Attached is an updated PowerPoint showing the progress on my class project. After my last discussion with Dr. Yoo on the SMGL meeting, I decided to scale back my project and perform a differential abundance analysis to identity operational taxonomic units (OTUs) that are associated with IBD diagnosis.
I completed the following steps:
1. Normalized counts within each sample to account for potential unequal quantities of starting RNA. I used the total-sum scaling normalization method, which essentially transforms the abundance count table into a relative abundance table.
2. Calculated log2 fold-changes for Crohn's Disease (CD) relative to control, and for ulcerative colitis (UC) relative to control.
3. Selected the 20 OTU's with the largest ABS(Log2 FC) for CD and UC, resulting in ~40 OTUs.
4. Discretized the relative abundance of each selected OTU based on its mean value.
5. Used bnlearn in R to learn the Bayesian Network.

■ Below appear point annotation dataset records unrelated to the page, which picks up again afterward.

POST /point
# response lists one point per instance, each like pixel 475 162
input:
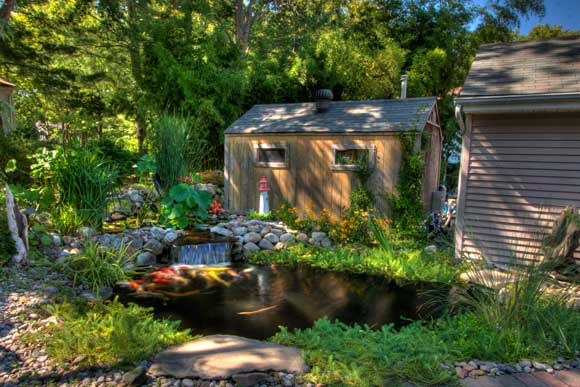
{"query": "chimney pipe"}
pixel 404 79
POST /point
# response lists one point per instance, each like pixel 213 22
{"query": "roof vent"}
pixel 404 79
pixel 322 97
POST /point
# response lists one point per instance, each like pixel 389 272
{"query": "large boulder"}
pixel 221 357
pixel 252 237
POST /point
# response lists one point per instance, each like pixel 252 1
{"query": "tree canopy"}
pixel 84 68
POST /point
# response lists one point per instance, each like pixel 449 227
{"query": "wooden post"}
pixel 17 230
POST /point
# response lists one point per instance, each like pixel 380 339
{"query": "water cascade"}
pixel 214 253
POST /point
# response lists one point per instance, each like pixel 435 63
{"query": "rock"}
pixel 272 237
pixel 250 248
pixel 430 249
pixel 146 259
pixel 170 237
pixel 250 379
pixel 157 233
pixel 240 230
pixel 187 383
pixel 318 236
pixel 302 237
pixel 220 357
pixel 540 366
pixel 135 377
pixel 252 237
pixel 287 238
pixel 154 246
pixel 265 244
pixel 221 230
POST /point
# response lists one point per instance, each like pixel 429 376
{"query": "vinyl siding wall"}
pixel 519 172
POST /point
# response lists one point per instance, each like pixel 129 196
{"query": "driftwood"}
pixel 564 238
pixel 18 226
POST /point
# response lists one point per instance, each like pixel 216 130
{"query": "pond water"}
pixel 253 301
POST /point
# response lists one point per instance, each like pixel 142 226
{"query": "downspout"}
pixel 459 118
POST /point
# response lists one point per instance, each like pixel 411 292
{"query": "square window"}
pixel 349 157
pixel 271 155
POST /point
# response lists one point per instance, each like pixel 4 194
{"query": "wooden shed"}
pixel 307 153
pixel 6 106
pixel 520 162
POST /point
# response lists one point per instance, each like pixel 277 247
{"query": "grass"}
pixel 99 266
pixel 522 321
pixel 403 266
pixel 106 333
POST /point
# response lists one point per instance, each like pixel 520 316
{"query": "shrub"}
pixel 184 205
pixel 99 266
pixel 84 180
pixel 407 266
pixel 107 333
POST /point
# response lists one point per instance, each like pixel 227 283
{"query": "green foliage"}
pixel 170 140
pixel 99 266
pixel 408 211
pixel 403 266
pixel 107 333
pixel 84 180
pixel 184 206
pixel 7 248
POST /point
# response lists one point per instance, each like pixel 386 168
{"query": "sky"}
pixel 563 12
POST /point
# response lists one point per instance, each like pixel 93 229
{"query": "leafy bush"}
pixel 403 266
pixel 99 266
pixel 116 154
pixel 184 205
pixel 408 211
pixel 107 333
pixel 84 180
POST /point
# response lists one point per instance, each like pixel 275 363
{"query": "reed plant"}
pixel 85 181
pixel 178 149
pixel 98 266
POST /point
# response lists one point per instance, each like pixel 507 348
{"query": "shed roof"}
pixel 383 115
pixel 537 67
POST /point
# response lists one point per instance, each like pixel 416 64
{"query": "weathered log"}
pixel 18 227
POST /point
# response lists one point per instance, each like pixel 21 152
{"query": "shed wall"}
pixel 309 182
pixel 519 171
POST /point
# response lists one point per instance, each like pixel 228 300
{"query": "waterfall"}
pixel 214 253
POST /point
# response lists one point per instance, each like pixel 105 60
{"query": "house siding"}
pixel 522 170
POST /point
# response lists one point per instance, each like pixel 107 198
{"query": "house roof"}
pixel 4 82
pixel 537 67
pixel 383 115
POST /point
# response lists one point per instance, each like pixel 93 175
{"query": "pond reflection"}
pixel 253 301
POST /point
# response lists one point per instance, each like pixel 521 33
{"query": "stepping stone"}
pixel 222 356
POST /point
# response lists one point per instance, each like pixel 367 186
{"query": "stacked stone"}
pixel 255 235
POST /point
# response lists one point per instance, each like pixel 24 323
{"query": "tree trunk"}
pixel 18 226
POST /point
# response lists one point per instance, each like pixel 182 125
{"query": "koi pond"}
pixel 254 301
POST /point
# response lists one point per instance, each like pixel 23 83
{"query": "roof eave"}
pixel 524 103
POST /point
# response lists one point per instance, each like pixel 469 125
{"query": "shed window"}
pixel 271 155
pixel 349 157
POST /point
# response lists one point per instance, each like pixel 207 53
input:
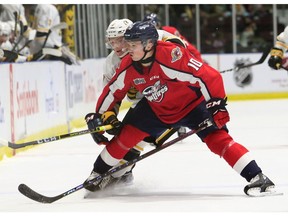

The model inputs were IBD diagnosis (CD, UC, vs nonIBD) and the relative abundances for ~40 identified OTUs. I used the hill-climbing algorithm based on the loglikelihood score and allowing for a maximum of 3 parents per node.
The structure of the learned BN is attached. The nodes that are a part of the Marcov blanket for IBD diagnosis are bold.
I have also started drafting the background and methods sections of my paper.